Manek Daver, the Line King

In 2012, as I waited for Taj Mahal Foxtrot to roll off the presses, I burnt some nervous energy by trying to tame the mountain of research material that had grown steadily by the side of my computer over the previous years.

I had amassed all sorts of ephemera. I had music in seven formats (78s, 45s, LPs, spool tape, cassettes, CDs and digital files). I had newsletters issued by a short-lived association of Indians performing western music in the 1940s, the menu of the offerings at the Taj on Independence Day, 1947, and dozens of clips from The Chicago Defender.

I had a guidebook to Shanghai from 1935, a monograph on Gandhi’s influence on the US Civil Rights Movement and almost everything written by that feisty commentator DF Karaka.

As I got to the bottom of the pile, I found two treasures I’d forgotten about: Jazz Album Covers: The Rare and the Beautiful and David Stone Martin: Jazz Graphics. Both of them were written by Manek Daver, a businessman who spent much of his life in Japan.
Though Taj Mahal Foxtrot is the first book about Indian jazz, Daver is the first Indian to have written books related to jazz.

Manek Davar.

Daver grew up in Bombay and started collecting records shortly after the end of World War II (as he wrote, “You buy your first record, you are a collector” ). His first records were 78s and, as was the convention in India in those days, they came in brown-paper sleeves. “An individual 78rpm sold for the Indian equivalent of 50 American cents, which certainly did not justify the record company designing a sleeve for a particular record,” he wrote.

When LPs became the norm in the 1950s, designing the covers of jazz records posed several particular challenges for graphic designers, Daver noted in Jazz Album Covers. For one, “many of the jazz musicians recording were new faces who were not immediately recognisable and often lacked a photogenic personality”. 
On 78rpm records, listeners had grown accustomed to three-minute versions of songs. With LPs, each track was longer, with improvisations and solos. LP covers needed to explain the recording and convey the special ambiance of the album. “How would the designer transport the music into his medium, possess it, clothe it and then send it back to the real world?” Daver asked.

In his book about David Stone Martin, Daver records that the illustrator was actually baptised David Livingstone Martin but changed his name because he got tired of his schoolmates repeating the crack, “Dr Livingstone, I presume?” Martin’s designs for jazz labels were so cherished, they were exhibited at several institutions, including at the Metropolitan Museum and MoMA in New York and the Art Institute of Chicago.

India doesn’t really have a tradition of jazz album art, but in the early 1950s, a young artist named Mehlli Gobhai began to do illustrations for the covers of the short-lived jazz magazine Blue Rhythm.
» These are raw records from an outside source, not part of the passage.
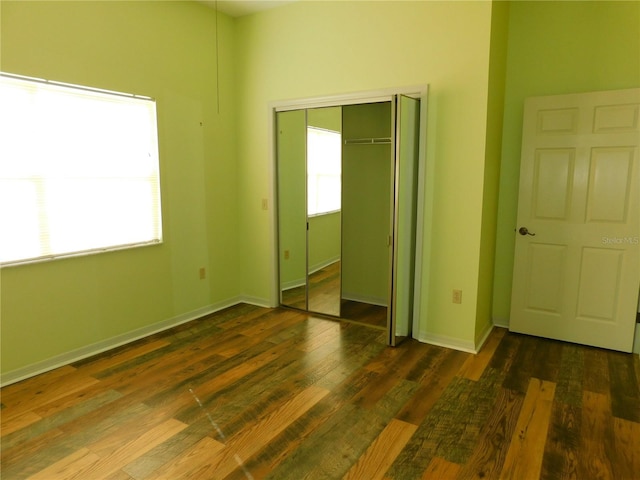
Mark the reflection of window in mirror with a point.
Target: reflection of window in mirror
(323, 171)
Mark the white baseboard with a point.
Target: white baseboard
(381, 302)
(484, 336)
(447, 342)
(102, 346)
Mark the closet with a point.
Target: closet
(346, 183)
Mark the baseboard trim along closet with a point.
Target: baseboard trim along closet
(89, 350)
(455, 343)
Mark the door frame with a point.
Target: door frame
(372, 96)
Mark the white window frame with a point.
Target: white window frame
(79, 171)
(324, 171)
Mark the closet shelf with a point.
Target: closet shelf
(367, 141)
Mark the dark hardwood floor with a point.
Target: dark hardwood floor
(252, 393)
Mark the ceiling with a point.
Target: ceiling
(238, 8)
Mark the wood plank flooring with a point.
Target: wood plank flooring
(254, 393)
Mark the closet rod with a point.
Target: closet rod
(367, 141)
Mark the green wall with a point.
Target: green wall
(556, 48)
(216, 153)
(165, 50)
(312, 49)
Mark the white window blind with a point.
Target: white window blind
(79, 171)
(324, 171)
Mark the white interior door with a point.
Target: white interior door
(577, 263)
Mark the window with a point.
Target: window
(79, 171)
(323, 171)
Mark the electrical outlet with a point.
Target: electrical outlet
(457, 296)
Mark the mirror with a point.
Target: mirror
(341, 204)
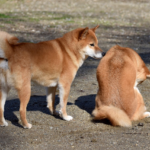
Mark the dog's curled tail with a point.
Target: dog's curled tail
(6, 43)
(116, 116)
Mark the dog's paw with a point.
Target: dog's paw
(68, 118)
(56, 113)
(28, 126)
(4, 124)
(147, 114)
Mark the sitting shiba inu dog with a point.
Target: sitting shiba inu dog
(118, 98)
(51, 64)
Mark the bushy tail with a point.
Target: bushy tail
(116, 116)
(6, 43)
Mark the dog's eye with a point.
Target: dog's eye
(92, 44)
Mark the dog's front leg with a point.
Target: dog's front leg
(51, 99)
(64, 90)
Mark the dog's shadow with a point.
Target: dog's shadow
(87, 103)
(36, 103)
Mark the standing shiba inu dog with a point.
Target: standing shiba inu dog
(118, 98)
(51, 63)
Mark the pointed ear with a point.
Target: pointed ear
(94, 29)
(83, 33)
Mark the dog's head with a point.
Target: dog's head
(88, 43)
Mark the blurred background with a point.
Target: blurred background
(123, 22)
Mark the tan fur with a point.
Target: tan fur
(118, 98)
(51, 63)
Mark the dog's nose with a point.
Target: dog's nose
(103, 54)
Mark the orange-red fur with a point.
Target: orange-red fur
(51, 63)
(118, 98)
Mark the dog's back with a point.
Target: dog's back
(117, 74)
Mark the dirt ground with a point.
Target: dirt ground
(121, 22)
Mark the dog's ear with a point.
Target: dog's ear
(94, 29)
(83, 33)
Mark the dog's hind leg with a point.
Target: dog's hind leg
(51, 99)
(4, 89)
(64, 90)
(140, 109)
(23, 86)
He was inspired  by record covers by such artists as DSM, whose work he saw in magazines at the USIS.

He also drew situations he saw around him. The girl listening to that portable gramophone player, for instance, is Usha Amin, who would go on to become the wife of adman Kersy Katrak. When Gobhai drew her, she was a member of Theatre Group, and was in the chorus of Murder in the Cathedral. (Gobhai was a knight.)

Gobhai was an invaluable source for stories about the Blue Rhythm gang: editor Niranjan Jhaveri and also about his two assistant editors, Jehangir Dalal and Coover Gazder. He also had hilarious tales to recount about taking tango lessons at McDonald’s school of dance, above Regal cinema, recalling with horror the instructor with sweaty armpits who held him tight as she demonstrated the steps. 

Gobhai was kind enough to allow me to reproduce the Blue Rhythm covers in my book. (His paintings now sell for lakhs of rupees.)